L’auteur reproche au ministre des Domaines de l’Etat de « gonfler » les chiffres de l’estimation des biens confisqués, tout en regrettant l’absence d’un audit au sujet de cette estimation. Mais un tel audit pourrait tout aussi bien donner un chiffre supérieur à l’estimation « gonflée » avancée par le ministre ! Cette éventualité semble échapper à notre auteur. Evidemment, on ne peut faire ici qu’une estimation, et l’auteur n’a pas avancé de son côté de raison valable pour la contester.

Quant aux dettes héritées par les sociétés confisquées, l’on sait qu’une bonne partie d’elles ne pouvait être honorée sous l’ancienne maffia de Ben Ali. Heureusement que la Révolution est passée par là, pour rendre leurs biens à ceux qui ont été rackettés. On ne peut que s’en réjouir, et cela n’amoindrit pas l’importance des biens confisqués, bien au contraire : qu’on songe aux caisses de sécurité sociale ou de retraite qui vont recevoir une bonne partie des avoirs confisqués et ce au bénéfice de millions de citoyens qui en ont tellement besoin en ces temps de crise.

Ces chiffres risquent-ils de « donner de beaux rêves » au peuple et le démobiliser, comme le prétend l’auteur ? Si l’on suit cette logique, il faudrait revenir sur le principe même de la confiscation et sur le droit du peuple aux biens dont il a été spolié. Quant à la mentalité de la paresse, elle n’a rien à voir avec notre sujet, elle devrait faire appel à des causes sociopolitiques héritées de décennies de corruption et d’injustice sociale, dont l’auteur, on le regrette, ne parle pas.

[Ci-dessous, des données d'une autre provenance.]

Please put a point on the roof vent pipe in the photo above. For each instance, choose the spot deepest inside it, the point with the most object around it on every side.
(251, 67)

La dernière question soulevée par l’article d’Africanmanager concerne l’annonce par le président de la Commission de Confiscation d’une liste supplémentaire de trente trois nouvelles personnes ayant trempé dans les malversations et les trafics d’influence de l’ancien régime. L’auteur accuse la Commission d’en avoir disposé « sans aucune décision législative prise par l’Assemblée constituante… et sans décision de justice et par simple volonté d’étendre la décision de confiscation ». Il est vrai, et effectivement, en l’absence de décision de la Constituante, le seul texte disponible pour combler ce vide est celui du décret-loi n° 13 du 14 mars 2011 sur la Confiscation, qui édicte au deuxième volet de l’Article 1er la possibilité d’étendre la loi à toute personne « dont il est prouvé l’obtention de biens meubles ou immeubles ou droits par l’effet de ses relations avec les dites personnes » liées aux 114 personnes désignées en annexe du Décret-loi. Mais il faut ajouter ici que cette loi n’a pas précisé les procédures de leur sélection. Pour ce faire la Commission a établi des critères de confiscation que M. Néjib Hnane, Président de la Commission de la Confiscation a énumérés comme suit : « Premier critère, il faut que ces tierces personnes doivent avoir un rapport avec les 114 personnes, entre autre familiaux. Deuxième critère, ces personnes doivent avoir tiré un profit personnel de leurs rapports avec ces 114 personnes. Dans le troisième critère on a précisé quel genre de profit : violation caractérisée de la loi ou utilisation de la loi à des fins personnelles. Le quatrième critère, qui vise à protéger notre décision de toute irrégularité et de toute iniquité et de toute violation de la loi, consiste en la relation de causalité qui doit être absolument établie entre ces personnes tierces, la liste des 114 et la corruption. »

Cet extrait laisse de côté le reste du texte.